---------------------------------------------------------------------
CS 577 (Intro to Algorithms)
Lec 18 (11/07/06) Shuchi Chawla
---------------------------------------------------------------------
Today: Min-cost max-flow, min-cost circulation; Randomized algorithms
Min-cost max-flow
=================
Last time we discussed the min-cost bipartite maximum matching
problem: we are given a bipartite graph with costs on edges; of all
the matchings of maximum size in this graph, we want to find the one
with the minimum cost. This problem can be reduced to the min-cost
max-flow problem using the usual reduction from bipartite matching to
flow.
In the min-cost max-flow we are given a graph G with source s and sink
t. Edges in the graph have a capacity c(e) as well as a cost w(e)

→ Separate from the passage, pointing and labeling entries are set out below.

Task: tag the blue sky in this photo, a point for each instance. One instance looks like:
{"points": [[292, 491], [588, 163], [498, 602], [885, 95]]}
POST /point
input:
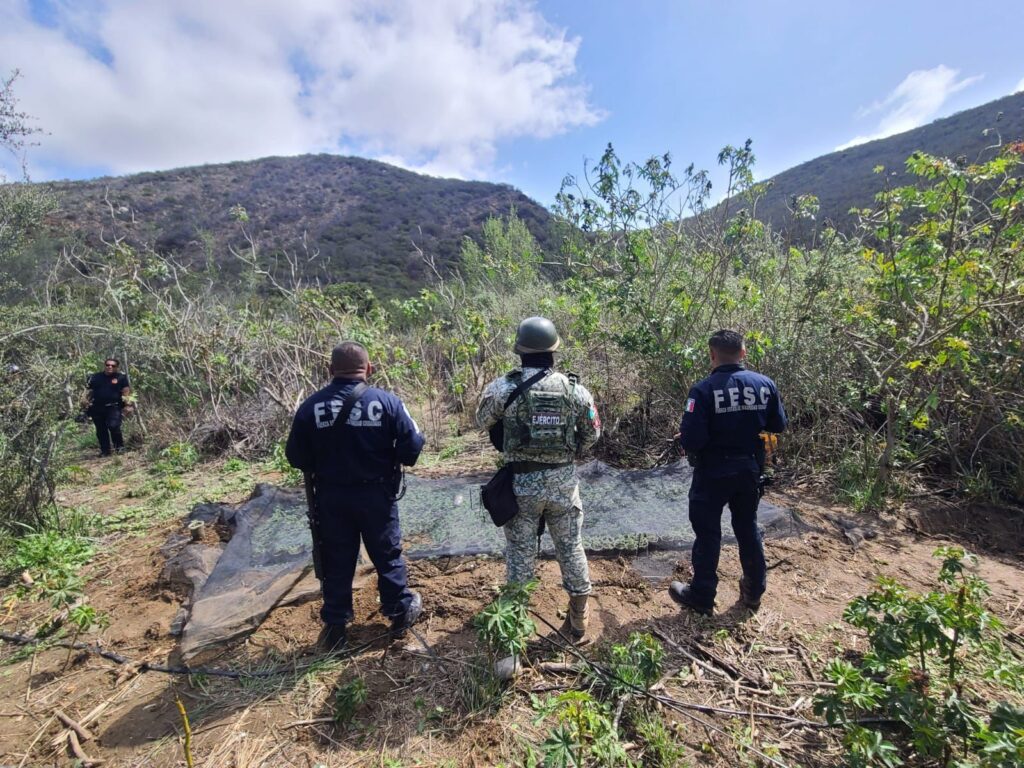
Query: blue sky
{"points": [[518, 92]]}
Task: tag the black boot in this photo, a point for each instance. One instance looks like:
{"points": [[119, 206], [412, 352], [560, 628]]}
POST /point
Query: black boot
{"points": [[683, 595], [402, 622], [332, 639]]}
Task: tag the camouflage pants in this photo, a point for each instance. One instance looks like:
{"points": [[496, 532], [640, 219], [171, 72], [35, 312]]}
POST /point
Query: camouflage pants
{"points": [[563, 515]]}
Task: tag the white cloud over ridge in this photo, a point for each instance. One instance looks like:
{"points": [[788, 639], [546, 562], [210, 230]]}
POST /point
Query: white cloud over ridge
{"points": [[125, 86], [913, 102]]}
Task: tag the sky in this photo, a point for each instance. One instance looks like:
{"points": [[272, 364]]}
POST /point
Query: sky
{"points": [[513, 91]]}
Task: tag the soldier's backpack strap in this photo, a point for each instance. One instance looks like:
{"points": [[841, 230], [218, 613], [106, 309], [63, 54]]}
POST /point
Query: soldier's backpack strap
{"points": [[497, 431], [350, 400], [524, 385], [573, 380]]}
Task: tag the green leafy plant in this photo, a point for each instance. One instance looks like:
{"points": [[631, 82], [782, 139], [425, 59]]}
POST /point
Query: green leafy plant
{"points": [[505, 626], [177, 458], [662, 748], [927, 655], [635, 664], [583, 734], [82, 619], [348, 699]]}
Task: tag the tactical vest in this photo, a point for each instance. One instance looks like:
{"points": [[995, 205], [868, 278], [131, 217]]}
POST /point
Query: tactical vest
{"points": [[540, 426]]}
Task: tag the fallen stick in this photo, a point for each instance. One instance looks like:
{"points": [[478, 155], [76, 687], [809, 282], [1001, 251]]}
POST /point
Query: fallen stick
{"points": [[312, 721], [699, 663], [76, 749], [727, 666], [82, 732]]}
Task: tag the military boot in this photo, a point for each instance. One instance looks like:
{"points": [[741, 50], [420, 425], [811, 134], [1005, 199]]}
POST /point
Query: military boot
{"points": [[577, 617], [402, 622], [332, 639], [747, 595], [683, 594]]}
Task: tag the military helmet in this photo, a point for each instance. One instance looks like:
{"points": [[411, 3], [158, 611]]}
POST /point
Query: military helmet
{"points": [[537, 335]]}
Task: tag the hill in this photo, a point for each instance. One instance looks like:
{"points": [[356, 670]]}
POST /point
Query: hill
{"points": [[361, 216], [846, 179]]}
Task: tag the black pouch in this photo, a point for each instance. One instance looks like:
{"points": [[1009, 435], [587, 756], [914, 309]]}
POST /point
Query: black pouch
{"points": [[497, 434], [498, 496]]}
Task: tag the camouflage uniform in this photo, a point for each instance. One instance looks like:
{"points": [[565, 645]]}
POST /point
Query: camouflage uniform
{"points": [[552, 494]]}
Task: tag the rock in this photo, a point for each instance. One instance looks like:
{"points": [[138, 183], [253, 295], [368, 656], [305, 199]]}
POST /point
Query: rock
{"points": [[508, 668], [190, 567]]}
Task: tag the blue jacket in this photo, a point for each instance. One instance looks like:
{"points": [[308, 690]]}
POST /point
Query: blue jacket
{"points": [[724, 416], [379, 435]]}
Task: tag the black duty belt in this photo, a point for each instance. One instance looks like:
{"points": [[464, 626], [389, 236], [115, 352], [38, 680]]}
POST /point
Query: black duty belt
{"points": [[372, 481], [522, 467]]}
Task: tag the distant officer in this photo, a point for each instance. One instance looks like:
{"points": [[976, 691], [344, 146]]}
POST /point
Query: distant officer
{"points": [[720, 434], [356, 471], [105, 404], [546, 428]]}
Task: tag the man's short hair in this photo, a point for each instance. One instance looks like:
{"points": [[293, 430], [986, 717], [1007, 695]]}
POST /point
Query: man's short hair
{"points": [[349, 357], [730, 342]]}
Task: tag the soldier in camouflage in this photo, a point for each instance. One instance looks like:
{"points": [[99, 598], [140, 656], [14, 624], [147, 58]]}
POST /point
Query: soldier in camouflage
{"points": [[548, 425]]}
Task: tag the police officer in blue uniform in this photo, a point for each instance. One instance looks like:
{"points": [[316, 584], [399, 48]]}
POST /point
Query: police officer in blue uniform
{"points": [[107, 392], [356, 471], [720, 434]]}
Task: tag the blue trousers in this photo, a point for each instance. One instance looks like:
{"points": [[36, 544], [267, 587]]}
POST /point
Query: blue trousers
{"points": [[708, 496], [348, 513], [108, 422]]}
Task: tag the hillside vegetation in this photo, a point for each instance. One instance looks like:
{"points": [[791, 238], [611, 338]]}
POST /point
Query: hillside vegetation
{"points": [[343, 219], [845, 179], [898, 348]]}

associated with them. We want to find a maximum flow in this network,
but if there are more than one max flows, we want to find the one with
the minimum cost.
How should we go about solving this? One approach is to modify the
Ford-Fulkerson algorithm to take costs into account. Let us recall the
FF algorithm:
1. Initialize flow to zero; construct residual graph G'
2. Repeat until done
a. Find a path from s to t in G'
b. Add flow along this path
c. Update graph G'
We mainly need to modify step 2a, but first we need to incorporate
costs into the residual graph. This is simple: if an edge e=(u,v) in G
has cost w(e), we assign the forward edge (u,v) in G' a cost of w(e)
and the backward edge (v,u) in G' a cost of -w(e). Then, just modify
step 2a to always pick the minimum cost from s to t. That's all!
How do we find the minimum cost path from s to t? Just treat the costs
as lengths and use Bellman-Ford to find the shortest path from s to
t. Note that the residual graph G' includes negative cost edges, so we
cannot use Dijkstras to find the shortest path.
The running time of this algorithm is O(Fmn), where F is the size of
the maximum flow. This can be sped up by using smarter ways of picking
s-t paths, but that is beyond the scope of this course.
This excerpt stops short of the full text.